Рыжий хлопнул в ладоши. Подбежал к порогу сеней и стал пятиться, размахивая руками, расстилая невидимый половик у цадика под ногами, едва касающимися земли.
Цадик — голова опущена, лицо утопает в окладистой, во всю грудь, бороде — не открывал глаз.
— Тихонько! Тихонько! — кричал рыжий. — Что за спешка! Зачем его разбудили? Надо быть железным, чтобы все это выдержать. Вы только посмотрите: он чуть живой! Кто его разбудил?
— Какая разница? Я его разбудил, он его разбудил, все его разбудили, — сказал самый высокий, с лицом белым, как кусок полотна с дырками на месте рта и глаз.
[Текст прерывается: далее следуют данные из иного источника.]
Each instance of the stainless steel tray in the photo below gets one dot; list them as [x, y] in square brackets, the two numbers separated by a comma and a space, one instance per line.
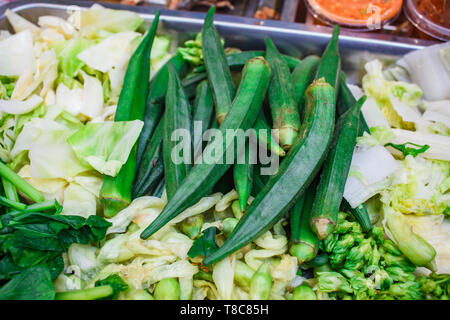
[245, 33]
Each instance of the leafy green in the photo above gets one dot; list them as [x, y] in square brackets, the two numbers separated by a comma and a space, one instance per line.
[36, 238]
[116, 282]
[31, 284]
[409, 150]
[205, 244]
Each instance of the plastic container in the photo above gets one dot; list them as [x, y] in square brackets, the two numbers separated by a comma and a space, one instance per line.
[361, 15]
[430, 16]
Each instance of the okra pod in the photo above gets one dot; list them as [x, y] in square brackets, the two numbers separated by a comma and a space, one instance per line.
[302, 76]
[151, 169]
[243, 176]
[219, 74]
[204, 176]
[283, 106]
[115, 193]
[264, 135]
[203, 114]
[296, 172]
[334, 173]
[305, 242]
[177, 116]
[330, 62]
[153, 108]
[237, 60]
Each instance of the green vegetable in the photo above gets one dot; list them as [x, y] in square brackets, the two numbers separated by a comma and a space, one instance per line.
[151, 168]
[419, 251]
[9, 189]
[261, 283]
[330, 63]
[34, 238]
[264, 135]
[219, 74]
[228, 225]
[176, 117]
[20, 183]
[294, 175]
[409, 150]
[205, 244]
[159, 188]
[243, 176]
[203, 113]
[303, 292]
[154, 104]
[167, 289]
[235, 207]
[115, 282]
[100, 292]
[283, 106]
[116, 191]
[237, 60]
[12, 203]
[334, 173]
[192, 226]
[34, 283]
[243, 274]
[302, 76]
[205, 175]
[305, 242]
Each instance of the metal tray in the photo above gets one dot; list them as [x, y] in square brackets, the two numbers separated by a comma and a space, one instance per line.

— А зачем? — спросил рыжий.
— Это уже не вопрос. Горит, как-никак!
— Ну так что?
— На все есть благословение, на все есть молитва… — начал кантор, сын кантора.
— Ты не вмешивайся, — отстранил его рукой рыжий.
— Я бы хотел знать, близко горит или далеко? — спрашивал самый высокий с белым лицом.
— Ну а если близко, допустим, что близко, хотя не близко, так надо сразу будить цадика? Он что, пожарный? А я? Меня уже нет? Меня уже никто не спрашивает? Уже? Конец?